15/07/2013

Dead Can Dance

Lisa Gerrard e Brendan Perry ci accompagnano in un viaggio nello spazio e nel tempo, alla ricerca di un luogo fisico inafferrabile

Sedici anni ci sono voluti per avere l’onore di ascoltare un nuovo disco dei Dead Cand Dance, Anastasis; e questo che ha quasi il sapore di un evento, sembra voler essere festeggiato nel migliore dei modi. La data londinese alla Roundhouse è solo una delle infinite tappe di quello che è il tour più lungo della storia della band.

Lisa Gerrard, capelli raccolti, vestito di velluto blu con scialle dorato che le scende a mantello, è di un’eleganza imponente, imponente come è la sua voce che sembra attraversare secoli di civiltà, per raggiungere una bellezza unica e immortale.
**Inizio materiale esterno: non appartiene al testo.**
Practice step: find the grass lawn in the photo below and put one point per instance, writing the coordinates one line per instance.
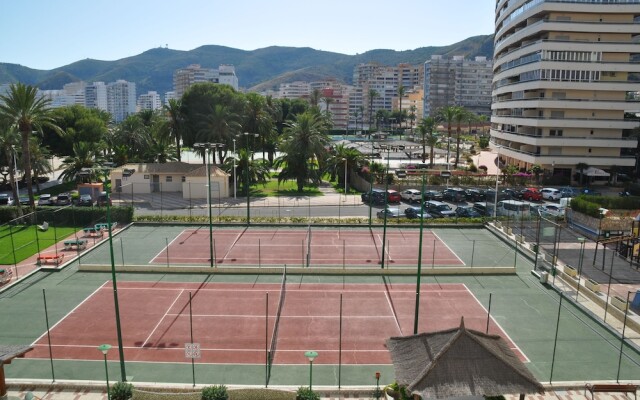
(285, 188)
(22, 238)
Recita la sua parte e l’aura di fascino che sembra avvolgerla è rafforzata dallo strumento musicale che suonerà per buona parte della serata: lo yangqin, strumento a percussione di origine cinese le cui corde in metallo devono essere percosse da dei martelletti in bamboo. A pochi passi da lei, Brendan Perry indossa un meno impegnativo completo grigio, ma la sua voce, che il tempo sembra aver modellato come un’imponente scogliera rocciosa, risulta più tenebrosa e profonda rispetto agli album in studio, tanto da lasciare senza fiato. Perry cerca di plasmare la voce cercando il giusto tocco di sensibilità, in antitesi con l’approccio della Gerrard, la quale il più delle volte cerca la perfezione tecnica, rendendo però freddi  ed eccessivamente tirati alcuni passaggi. L’esempio più eclatante di quanto la voce di Perry sia in grado di scavare nelle profondità dell’animo è l’esecuzione della cover di Tim Buckley Song To The Siren, versione di una bellezza commovente anche – e soprattutto – grazie ad alcuni passaggi dove la voce di Brendan sembra crollare e quasi cedere, per un istante, alla stonatura.

Nell’ultima parte del concerto, oltre alla cover di Tim Bucley, ci sarà spazio anche per un altro omaggio, quello ai This Mortal Coil di Ivo Watts-Russell con Dreams Made Flesh. Brendan Perry dà il suo apporto alla sezione ritmica suonando a più riprese le percussioni, ma il più delle volte si ritrova a suonare il bouzouki, strumento che sarà di centrale importanza nella rivisitazione di Ime Prezakias, antico brano della tradizione greca. Il continuo fluire di colori e rimandi ad alle terre che si affacciano sul Mediterraneo rende il concerto un continuo viaggio nel tempo e nello spazio, alla ricerca di un inafferrabile luogo fisico. Ed è questa la potenza della musica dei Dead Cand Dance: evocare una bellezza unica e fuori dal tempo.